We don't often call on white chocolate, but when we do, we've got our reasons. In this case, we use it with creamy ganache and sweetened matcha, or green-tea powder. The tea's subtle sharpness reins in the sweetness of the white chocolate, and its natural color adds an unexpected soft green hue. As for tea's antioxidant properties, there may not be enough of the green here to protect you from cancer and heart disease, but what is there can't hurt! This recipe was inspired by Mary's Chocolates of Belgium, experts in high-quality chocolates with artful designs.
Provided by Susie Norris
Categories Candy Milk/Cream Tea Chocolate Dessert Edible Gift Kidney Friendly White Chocolate
Yield Makes about 24 truffles
Number Of Ingredients 8
Steps:
- 1 In a double boiler, partially melt the white chocolate over simmering water until it's semiliquid but still lumpy. Place the cream, tea bags, and salt in a heat-proof measuring cup and microwave for 1 minute. (Alternatively, heat these ingredients in a small saucepan just until they simmer, then cool for 1 minute.) Remove the tea bags. In a medium bowl, stir together the cream mixture and the melted chocolate. Add the vanilla. Keep stirring until the mixture smooths into a well-blended ganache.

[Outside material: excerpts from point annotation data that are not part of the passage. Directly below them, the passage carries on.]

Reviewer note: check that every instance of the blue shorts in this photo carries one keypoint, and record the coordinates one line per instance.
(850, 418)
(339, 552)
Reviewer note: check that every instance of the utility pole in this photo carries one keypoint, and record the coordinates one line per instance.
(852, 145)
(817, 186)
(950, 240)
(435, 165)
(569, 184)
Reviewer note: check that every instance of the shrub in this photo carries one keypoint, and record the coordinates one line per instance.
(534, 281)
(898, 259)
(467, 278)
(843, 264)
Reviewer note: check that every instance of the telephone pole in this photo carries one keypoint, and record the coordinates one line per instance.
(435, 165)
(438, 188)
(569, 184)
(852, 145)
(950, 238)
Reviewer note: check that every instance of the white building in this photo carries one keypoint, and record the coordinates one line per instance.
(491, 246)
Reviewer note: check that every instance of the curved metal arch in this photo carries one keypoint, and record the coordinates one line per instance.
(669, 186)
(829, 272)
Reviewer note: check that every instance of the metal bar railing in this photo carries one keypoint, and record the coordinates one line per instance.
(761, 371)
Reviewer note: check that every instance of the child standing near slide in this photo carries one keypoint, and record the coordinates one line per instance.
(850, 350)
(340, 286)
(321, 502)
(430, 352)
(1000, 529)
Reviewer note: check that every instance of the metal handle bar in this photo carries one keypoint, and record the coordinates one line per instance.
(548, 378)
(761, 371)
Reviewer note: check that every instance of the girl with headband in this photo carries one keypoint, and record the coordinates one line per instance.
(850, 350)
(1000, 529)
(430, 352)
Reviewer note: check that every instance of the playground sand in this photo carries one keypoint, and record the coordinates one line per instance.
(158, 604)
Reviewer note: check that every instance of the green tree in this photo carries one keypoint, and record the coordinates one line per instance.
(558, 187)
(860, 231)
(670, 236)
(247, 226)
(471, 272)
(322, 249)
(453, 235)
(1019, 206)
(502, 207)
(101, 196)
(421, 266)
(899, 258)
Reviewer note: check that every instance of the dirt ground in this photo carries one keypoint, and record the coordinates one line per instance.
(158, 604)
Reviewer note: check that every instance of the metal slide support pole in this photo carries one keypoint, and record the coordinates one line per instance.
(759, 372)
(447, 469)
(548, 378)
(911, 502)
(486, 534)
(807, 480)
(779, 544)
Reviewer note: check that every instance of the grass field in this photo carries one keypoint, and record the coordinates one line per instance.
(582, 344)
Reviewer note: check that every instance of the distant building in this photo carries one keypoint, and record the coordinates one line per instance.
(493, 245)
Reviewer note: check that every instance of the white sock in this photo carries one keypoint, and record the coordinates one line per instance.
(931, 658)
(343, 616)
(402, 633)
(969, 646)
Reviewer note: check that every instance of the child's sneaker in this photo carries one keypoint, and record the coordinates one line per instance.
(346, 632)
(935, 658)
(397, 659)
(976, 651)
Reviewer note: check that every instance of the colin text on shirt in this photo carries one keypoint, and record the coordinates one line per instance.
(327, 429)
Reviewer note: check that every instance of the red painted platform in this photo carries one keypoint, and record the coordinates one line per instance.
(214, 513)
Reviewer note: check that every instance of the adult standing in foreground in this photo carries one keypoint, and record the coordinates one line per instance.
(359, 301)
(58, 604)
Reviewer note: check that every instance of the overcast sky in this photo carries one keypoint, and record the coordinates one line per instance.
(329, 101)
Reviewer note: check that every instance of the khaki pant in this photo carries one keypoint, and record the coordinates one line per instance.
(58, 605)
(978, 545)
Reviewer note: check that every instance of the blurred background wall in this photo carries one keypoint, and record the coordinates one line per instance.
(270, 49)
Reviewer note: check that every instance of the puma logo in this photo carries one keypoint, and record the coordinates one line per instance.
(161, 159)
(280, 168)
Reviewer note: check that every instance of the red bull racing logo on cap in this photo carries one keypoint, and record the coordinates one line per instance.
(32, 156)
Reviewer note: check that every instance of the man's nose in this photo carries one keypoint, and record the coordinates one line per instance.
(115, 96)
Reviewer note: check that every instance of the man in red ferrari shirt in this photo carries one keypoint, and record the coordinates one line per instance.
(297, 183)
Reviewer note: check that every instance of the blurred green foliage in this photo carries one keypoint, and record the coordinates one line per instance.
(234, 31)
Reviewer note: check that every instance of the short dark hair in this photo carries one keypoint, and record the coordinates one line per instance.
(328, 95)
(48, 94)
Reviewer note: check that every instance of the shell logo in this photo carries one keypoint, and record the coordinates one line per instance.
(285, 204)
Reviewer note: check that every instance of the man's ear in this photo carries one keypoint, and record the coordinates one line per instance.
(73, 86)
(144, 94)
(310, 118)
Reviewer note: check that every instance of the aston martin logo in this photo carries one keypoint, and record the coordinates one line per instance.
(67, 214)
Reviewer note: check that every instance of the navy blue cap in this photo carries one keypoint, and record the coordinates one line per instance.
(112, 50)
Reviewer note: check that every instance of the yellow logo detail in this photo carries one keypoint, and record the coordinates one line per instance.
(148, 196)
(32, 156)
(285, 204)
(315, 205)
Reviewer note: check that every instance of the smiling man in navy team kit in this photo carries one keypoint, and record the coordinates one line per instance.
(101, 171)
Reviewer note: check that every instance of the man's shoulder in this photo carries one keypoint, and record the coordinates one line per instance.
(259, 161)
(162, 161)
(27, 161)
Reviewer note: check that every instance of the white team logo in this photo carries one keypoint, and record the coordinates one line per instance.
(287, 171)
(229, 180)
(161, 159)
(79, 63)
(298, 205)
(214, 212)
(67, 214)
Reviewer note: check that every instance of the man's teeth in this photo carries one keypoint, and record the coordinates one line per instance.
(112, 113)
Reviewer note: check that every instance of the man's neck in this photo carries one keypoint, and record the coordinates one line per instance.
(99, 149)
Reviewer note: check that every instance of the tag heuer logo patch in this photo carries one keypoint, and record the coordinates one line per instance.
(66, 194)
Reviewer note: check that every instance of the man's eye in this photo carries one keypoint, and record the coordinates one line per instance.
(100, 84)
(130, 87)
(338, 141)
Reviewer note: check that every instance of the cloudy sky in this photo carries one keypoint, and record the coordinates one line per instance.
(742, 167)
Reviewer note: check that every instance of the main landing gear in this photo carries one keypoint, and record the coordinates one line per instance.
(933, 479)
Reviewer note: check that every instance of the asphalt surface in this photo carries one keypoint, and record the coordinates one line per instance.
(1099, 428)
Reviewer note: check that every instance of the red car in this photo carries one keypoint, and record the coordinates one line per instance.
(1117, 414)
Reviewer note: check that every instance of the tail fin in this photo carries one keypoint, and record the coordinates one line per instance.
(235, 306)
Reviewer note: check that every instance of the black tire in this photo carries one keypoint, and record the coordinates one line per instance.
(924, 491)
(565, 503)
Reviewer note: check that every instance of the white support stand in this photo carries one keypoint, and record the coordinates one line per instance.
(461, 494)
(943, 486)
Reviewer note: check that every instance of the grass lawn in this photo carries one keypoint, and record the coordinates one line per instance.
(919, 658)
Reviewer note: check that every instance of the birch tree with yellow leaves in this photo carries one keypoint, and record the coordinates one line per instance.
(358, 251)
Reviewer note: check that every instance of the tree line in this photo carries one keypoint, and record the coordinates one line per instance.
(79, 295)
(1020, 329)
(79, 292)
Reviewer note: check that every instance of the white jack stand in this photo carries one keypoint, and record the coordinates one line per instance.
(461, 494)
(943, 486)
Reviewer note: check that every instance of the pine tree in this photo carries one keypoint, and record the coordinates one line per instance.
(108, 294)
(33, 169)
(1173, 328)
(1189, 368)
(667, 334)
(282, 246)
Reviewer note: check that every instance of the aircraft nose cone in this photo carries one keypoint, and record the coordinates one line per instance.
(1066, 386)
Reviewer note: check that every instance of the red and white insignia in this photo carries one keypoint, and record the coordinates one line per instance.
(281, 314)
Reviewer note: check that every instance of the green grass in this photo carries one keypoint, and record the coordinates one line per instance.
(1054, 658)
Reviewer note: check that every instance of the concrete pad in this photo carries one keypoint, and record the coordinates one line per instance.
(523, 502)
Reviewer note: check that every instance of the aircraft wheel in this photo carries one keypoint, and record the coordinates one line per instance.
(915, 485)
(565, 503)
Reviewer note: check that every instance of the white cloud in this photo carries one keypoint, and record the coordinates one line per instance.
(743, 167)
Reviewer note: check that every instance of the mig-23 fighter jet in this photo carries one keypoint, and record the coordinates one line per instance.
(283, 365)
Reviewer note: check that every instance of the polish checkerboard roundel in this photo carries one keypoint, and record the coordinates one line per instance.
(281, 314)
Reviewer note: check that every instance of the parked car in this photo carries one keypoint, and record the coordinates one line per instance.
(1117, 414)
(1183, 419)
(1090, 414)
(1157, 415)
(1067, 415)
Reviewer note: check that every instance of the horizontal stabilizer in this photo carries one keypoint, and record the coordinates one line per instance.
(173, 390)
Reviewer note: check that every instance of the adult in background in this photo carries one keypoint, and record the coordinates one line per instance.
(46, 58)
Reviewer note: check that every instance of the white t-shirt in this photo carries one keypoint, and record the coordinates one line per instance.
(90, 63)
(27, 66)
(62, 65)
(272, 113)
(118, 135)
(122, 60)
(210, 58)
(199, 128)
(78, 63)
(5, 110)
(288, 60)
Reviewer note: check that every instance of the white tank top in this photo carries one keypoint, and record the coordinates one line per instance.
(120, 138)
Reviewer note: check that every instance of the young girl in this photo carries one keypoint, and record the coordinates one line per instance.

- 2 Cool the ganache in the refrigerator for at least 30 minutes.
- 3 With two spoons, scoop 1-in/2.5-cm balls of the ganache onto a baking sheet. Roll the balls with your hands into smooth, uniform shapes. Chill if necessary.
- 4 Sift the matcha and powdered sugar together in a small bowl. Mix in the cereal. Dip each ganache ball into the matcha mixture and shake off the excess. Serve at room temperature.